Au Cambodge, sous les khmers rouges, S21 était le principal « bureau de la sécurité ». Dans ce centre de détention situé au cœur de Phnom Penh, près de 17.000 prisonniers ont été torturés, interrogés puis exécutés entre 1975 et 1979. Trois d’entre eux seulement sont encore en vie.
Pendant près de trois ans, Rithy Panh et son équipe ont entrepris une ongue enquête auprès des rares rescapés, mais aussi auprès de leurs anciens bourreaux. Ils ont convaincu les uns et les autres de revenir sur le lieu même de l’ancien S21, actuellement reconverti en musée du génocide, pour confronter leurs témoignages.
Les mots ne suffisent pas pour décrire ce qui s’est passé là. L’implacable minutie de la machinerie du meurtre planifié échappe à l’entendement.

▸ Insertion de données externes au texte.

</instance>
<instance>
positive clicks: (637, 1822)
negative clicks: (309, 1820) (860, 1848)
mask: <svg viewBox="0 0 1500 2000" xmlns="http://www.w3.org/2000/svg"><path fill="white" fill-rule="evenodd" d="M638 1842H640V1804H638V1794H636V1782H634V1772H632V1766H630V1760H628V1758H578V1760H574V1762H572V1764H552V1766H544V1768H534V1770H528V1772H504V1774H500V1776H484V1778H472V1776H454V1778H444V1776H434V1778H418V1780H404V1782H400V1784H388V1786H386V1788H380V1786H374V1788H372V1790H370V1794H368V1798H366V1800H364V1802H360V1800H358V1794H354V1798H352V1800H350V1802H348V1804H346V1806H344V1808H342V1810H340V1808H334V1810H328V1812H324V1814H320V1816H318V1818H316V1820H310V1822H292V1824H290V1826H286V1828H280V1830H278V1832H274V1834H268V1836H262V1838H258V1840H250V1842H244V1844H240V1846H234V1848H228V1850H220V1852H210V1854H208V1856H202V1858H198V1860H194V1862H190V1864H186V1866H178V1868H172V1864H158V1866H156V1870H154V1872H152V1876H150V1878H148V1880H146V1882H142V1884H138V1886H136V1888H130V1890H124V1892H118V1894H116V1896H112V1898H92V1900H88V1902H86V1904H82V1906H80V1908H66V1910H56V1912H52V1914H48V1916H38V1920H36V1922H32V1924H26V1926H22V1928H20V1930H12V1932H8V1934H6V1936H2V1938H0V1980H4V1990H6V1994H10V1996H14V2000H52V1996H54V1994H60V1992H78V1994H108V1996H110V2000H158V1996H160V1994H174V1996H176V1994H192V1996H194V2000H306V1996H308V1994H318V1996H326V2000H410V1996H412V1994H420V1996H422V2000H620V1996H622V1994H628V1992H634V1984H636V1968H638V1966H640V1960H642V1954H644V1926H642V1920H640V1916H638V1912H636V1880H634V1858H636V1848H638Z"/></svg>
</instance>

Comme si la conscience refusait d’appréhender, et donc de mettre des mots d’aujourd’hui sur l’indicible. Mais il reste les preuves - les photos, les archives, les lieux - qui font ressurgir les mots d’autrefois. Il y a aussi la mémoire enfouie profondément dans les corps, celle des gestes et des routines... qui peuvent surgir de l’inconscient comme dans un cauchemar.
La singularité du film réside dans la confrontation de la volonté des rescapés qui veulent comprendre pour transmettre et protéger les générations futures, et la parole des geôliers qui sont comme hébétés de revivre l’horreur à laquelle ils ont contribué. Les choses doivent être dites pour rendre aux victimes leur destin et leur mémoire. Elles doivent l’être aussi pour que la réflexion sur le passé aide à la construction du présent.